Click to Return to Gallery One home 5133 Harding Pike
Suite 1A
Nashville, TN 37205
P 615.352.3006
Art@GalleryOne.biz









Series of paintings rises and falls like a song
Wide Open, 2009, 36 x 48, Acrylic on Canvas

Michelle Firment Reid's Wide Open, mixed media on canvas, is on view at Gallery One through March 20.


By MiChelle Jones • FOR THE TENNESSEAN • MARCH 7, 2010



Michelle Firment Reid has quite a backstory. She grew up in Romania, Paris and the Philippines before her CIA family settled near the company's headquarters in Langley, Va. Reid even worked in the CIA's graphics and disguise department during high school and college.

Now she paints in a loft located in a former brothel in Tulsa, Okla., where her at once ethereal and wildly energetic paintings are informed both by big sky and the peeling layers of vintage wallpaper in her studio.

Reid makes her debut solo show at Gallery One with Tender, a series of paintings on view through March 20.

Reid's palette uses warm browns, deep blacks, vivid turquoise and cool whites and grays. Traces of texture and pattern, as well as snippets of handwriting, emerge from her layered compositions.

On a continuum

In a previous series, Reid explored the idea of the fate of thoughts and words after they are expressed.

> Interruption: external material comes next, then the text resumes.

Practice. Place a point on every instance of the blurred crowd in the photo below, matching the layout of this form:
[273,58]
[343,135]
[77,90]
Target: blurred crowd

She imagined them being carried away by flocks of birds. Her birds and words became more and more abstract: The birds became as simple as the "m" birds of children; the writing became a mere suggestion of words.

"It's almost taking the idea of script and making it art instead of trying to force the words on the canvas," Reid says. "Everyone gets that it's writing. Whether they're from Russia or Israel or Peru, they gets that it's writing."

In later paintings, writing peeks in and out of layers, sometimes visible only through patches of scratched off paint.

Excavating meaning

Reid's layering of paint and texture reflect themes of stacked memory and dialogue and are also evidence of her printmaking background.

"It's almost like pulling up history or excavating a part of yourself, or a dialogue that you had with somebody or a place that you've been and you're going back," she says.

Like a song

Reid likens painting and working in series to writing a song, with a similar reliance on structure - beginning, middle and end - and rhythm. Though she doesn't intend for the paintings to be hung in a specific order, she does see each painting as a note or stanza.

"You're starting into it with the Tender 1 through 4 and then (there's) a crescendo with Wide Open," she says. The first four paintings use subtle mixes of brown and gold, with an occasional splash of white or color. Wide Open, on the other hand, is just that: a "loud" rush of turquoise and frenetic, roughly applied paint.

"Then you come down off of it and the last painting is Sea to Sky: Embrace," which was inspired by a summer trip to the Oregon coast. The painting uses nature, particularly the sun and sea, as a metaphor for give and take in relationships.

"I knew instantly that the work would appeal to me," says Gallery One's Shelley Liles McBurney. The paintings make her feel a range of emotions, she says, from "peaceful and perhaps even a bit melancholy to very vibrant."

"They have a quietness about them and also a little angst," Reid says.